A protein network map of head and neck cancer reveals PIK3CA mutant drug sensitivity

Abstract

We outline a framework for elucidating tumor genetic complexity through multidimensional protein-protein interaction maps and apply it to enhancing our understanding of head and neck squamous cell carcinoma. This network uncovers 771 interactions from cancer and noncancerous cell states, including WT and mutant protein isoforms. Prioritization of cancer-enriched interactions reveals a previously unidentified association of the fibroblast growth factor receptor tyrosine kinase 3 with Daple, a guanine-nucleotide exchange factor, resulting in activation of Gαi- and p21-activated protein kinase 1/2 to promote cancer cell migration. Additionally, we observe mutation-enriched interactions between the human epidermal growth factor receptor 3 (HER3) receptor tyrosine kinase and PIK3CA (the alpha catalytic subunit of phosphatidylinositol 3-kinase) that can inform the response to HER3 inhibition in vivo. We anticipate that the application of this framework will be valuable for translating genetic alterations into a molecular and clinical understanding of the underlying biology of many disease areas.

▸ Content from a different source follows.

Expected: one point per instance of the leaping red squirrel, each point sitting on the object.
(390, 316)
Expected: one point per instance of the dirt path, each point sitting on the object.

Figure 1.. Experimental design and workflow.

(A) The alteration frequencies from the HNSCC TCGA provisional dataset (n = 530 patients) for the 31 experimentally tractable genes selected as AP-MS baits in this study. Proteins analyzed in this study are listed, along with the percentage of patients with an alteration in that gene/protein. Each patient is represented by a grey box that is colored based on the occurrence and type of alteration(s) observed in that patient. Both the wild-type and mutant protein sequence(s) were analyzed for genes highlighted in yellow. The genetic alteration types in the two cancer cell lines (CAL-33 and SCC-25) are also displayed. (B) The experimental workflow in which each bait was expressed in biological triplicate in 3 cell lines and subjected to AP-MS analysis. (C-E) Permutation test illustrating the frequency of CNVs (C), mRNA alterations (D), or mutations (E), from randomly selected genes in the HNSCC TCGA data. The white circle indicates the median of the random sampling, and the grey bar represents +/− 1 standard deviation. The frequency of alterations found in the prey retrieved in this PPI dataset is indicated in the black circle. (F) Percentage of HC-PPIs identified in a panel of public PPI databases (CORUM, BioPlex 2.0, or BioGRID low throughput and multivalidated, and IMEX (23, 36-38)). (G) Clustering analysis of all HC-PPIs (n = 771) based on their PPI score, which is an average of the confidence scores reported from SAINTexpress and CompPASS score (see Materials and methods for details). A PPI score of 1.0 represents the highest confidence in a PPI. (H) Venn diagram illustrating the overlap in HC-PPIs among the 3 cell lines. For this analysis, only those PPIs passing the HC-PPI filtering criteria by both SAINTexpress and CompPASS were classified as an HC-PPI within an individual cell line.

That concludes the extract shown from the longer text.